How do they compile/interpret PyPy's GC, is the compiler/interpreter written in a GC language? I said you can't do it forever, eventually you need to drop to a non-GC language (I feel very certain of this, so if I'm wrong I'd really like to know).
Also, why would implement GCs multiple times at different levels of abstraction in the stack, other than for something specific like PyPy which is specific like designing an interpreter to help test language features quickly?
PyPy is originally bootstrapped on the C Python interpreter, but it can then interpret and compile itself without relying on CPythob anymore. If you insist, then once PyPy is bootstrapped, the "drop to a non-GC language" is its process of having compiled the garbage collector's Python code to machine code.
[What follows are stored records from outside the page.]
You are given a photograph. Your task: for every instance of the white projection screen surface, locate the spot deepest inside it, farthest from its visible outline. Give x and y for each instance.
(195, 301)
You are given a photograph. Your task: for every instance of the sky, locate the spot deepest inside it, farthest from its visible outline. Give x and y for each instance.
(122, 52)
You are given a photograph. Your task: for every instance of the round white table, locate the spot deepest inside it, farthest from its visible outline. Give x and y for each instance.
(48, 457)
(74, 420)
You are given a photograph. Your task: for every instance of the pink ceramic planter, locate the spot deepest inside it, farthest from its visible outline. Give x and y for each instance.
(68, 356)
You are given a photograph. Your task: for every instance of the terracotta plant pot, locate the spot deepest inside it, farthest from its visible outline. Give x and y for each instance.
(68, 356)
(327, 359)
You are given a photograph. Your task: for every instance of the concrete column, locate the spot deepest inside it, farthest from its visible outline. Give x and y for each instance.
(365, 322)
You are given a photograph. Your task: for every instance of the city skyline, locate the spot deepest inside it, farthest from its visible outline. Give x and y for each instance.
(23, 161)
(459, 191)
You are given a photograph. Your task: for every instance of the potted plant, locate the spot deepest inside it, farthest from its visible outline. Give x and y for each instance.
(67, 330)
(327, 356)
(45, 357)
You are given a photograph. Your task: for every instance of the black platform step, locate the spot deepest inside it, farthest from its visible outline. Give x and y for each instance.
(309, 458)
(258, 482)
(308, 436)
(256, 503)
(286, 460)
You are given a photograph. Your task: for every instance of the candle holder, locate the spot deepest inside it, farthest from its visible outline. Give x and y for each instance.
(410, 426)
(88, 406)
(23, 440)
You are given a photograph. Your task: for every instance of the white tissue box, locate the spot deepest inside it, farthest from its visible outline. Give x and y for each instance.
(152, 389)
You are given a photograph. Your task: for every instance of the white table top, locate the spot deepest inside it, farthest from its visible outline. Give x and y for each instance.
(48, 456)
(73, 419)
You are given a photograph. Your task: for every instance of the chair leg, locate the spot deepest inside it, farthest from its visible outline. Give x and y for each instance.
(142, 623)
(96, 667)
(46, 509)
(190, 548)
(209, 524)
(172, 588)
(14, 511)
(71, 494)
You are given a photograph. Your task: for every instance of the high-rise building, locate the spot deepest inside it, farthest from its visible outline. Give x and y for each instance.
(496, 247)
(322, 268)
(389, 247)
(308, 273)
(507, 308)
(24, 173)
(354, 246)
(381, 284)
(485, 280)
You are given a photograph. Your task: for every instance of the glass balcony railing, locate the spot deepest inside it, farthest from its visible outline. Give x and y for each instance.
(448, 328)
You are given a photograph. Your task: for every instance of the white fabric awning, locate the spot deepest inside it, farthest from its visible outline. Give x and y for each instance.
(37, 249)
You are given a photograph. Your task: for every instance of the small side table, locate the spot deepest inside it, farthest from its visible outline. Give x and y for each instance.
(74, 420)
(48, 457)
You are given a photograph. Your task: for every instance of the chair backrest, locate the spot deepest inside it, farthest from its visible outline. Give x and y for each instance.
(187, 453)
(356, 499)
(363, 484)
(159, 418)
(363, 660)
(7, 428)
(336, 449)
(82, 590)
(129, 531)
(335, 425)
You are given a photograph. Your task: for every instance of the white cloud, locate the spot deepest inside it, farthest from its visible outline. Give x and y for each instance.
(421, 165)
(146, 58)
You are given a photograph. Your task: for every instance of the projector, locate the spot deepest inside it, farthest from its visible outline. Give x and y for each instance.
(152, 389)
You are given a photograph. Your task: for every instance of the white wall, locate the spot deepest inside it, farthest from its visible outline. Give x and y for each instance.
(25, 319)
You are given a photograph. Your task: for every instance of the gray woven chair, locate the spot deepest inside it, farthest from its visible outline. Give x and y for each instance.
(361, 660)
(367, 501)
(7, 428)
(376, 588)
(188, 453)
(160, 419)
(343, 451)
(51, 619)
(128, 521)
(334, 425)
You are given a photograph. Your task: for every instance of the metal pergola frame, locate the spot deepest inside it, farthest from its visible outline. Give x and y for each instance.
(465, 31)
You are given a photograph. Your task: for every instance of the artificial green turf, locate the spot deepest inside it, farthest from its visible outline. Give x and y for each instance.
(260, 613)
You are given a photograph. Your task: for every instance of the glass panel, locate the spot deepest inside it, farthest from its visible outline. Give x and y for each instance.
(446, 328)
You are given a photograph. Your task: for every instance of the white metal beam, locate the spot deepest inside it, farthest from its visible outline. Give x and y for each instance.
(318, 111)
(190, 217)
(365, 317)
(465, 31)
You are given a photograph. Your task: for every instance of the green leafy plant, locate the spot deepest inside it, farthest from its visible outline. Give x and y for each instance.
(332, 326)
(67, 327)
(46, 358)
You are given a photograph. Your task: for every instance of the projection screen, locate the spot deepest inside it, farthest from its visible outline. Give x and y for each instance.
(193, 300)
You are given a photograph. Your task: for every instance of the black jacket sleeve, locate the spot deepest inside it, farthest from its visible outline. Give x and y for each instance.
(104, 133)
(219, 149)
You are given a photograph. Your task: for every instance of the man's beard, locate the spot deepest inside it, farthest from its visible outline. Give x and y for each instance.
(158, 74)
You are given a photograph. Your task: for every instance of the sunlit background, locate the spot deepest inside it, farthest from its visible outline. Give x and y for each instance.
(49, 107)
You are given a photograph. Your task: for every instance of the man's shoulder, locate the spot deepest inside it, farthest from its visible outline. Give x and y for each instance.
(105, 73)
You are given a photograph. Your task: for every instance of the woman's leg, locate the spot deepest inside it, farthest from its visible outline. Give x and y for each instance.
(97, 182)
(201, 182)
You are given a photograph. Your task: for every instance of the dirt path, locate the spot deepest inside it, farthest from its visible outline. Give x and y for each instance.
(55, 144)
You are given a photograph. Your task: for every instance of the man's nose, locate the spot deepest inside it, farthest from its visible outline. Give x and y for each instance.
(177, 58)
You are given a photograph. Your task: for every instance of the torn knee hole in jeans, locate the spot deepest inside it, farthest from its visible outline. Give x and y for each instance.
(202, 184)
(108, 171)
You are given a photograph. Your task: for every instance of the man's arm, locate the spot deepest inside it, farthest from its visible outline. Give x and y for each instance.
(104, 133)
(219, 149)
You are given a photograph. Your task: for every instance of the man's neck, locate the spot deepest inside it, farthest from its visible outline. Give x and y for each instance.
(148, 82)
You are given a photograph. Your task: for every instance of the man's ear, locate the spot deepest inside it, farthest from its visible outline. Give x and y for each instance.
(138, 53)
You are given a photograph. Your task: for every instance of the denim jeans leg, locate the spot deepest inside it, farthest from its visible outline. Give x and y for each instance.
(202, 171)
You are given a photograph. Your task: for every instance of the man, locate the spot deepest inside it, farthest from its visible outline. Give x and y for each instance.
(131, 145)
But you're still wrong on this drop being necessary, I think. You can do it just fine in a language with GC that also allows you to allocate a block of memory that is not considered by the GC.
> But you're still wrong on this drop being necessary, I think. You can do it just fine in a language with GC that also allows you to allocate a block of memory that is not considered by the GC.
I think it's a bit disingenuous to say a "GC language compiled a GC language" when the compiler used non-GC portions of the language to do it. You're right, I should have said "A language which can work without a GC" instead of "a non-GC language;" but I think the spirit of my comment was clear.
That said I think what you said above is right, and non-GC code is really only necessary in the hot parts of an application (and applications that can't use dynamic allocation for whatever reason, but that's another discussion). Rust is even working on adding GC support [1] (albeit very slowly, as they should). That said non-GC languages (or at least the ability to write code that doesn't use a GC) is still necessary in many industries for many reasons; that isn't going to change for a long time, if ever.
Of course you need to drop to some sort of non GC language, or you would need a hardware GC. However look at Iota [0], that can compile LLVM to Common Lisp. So you can run GC and non GC languages within, kind of, Common Lisp. Or look at all the projects that compile a language to javascript, and there is no reason why the reverse could not be done.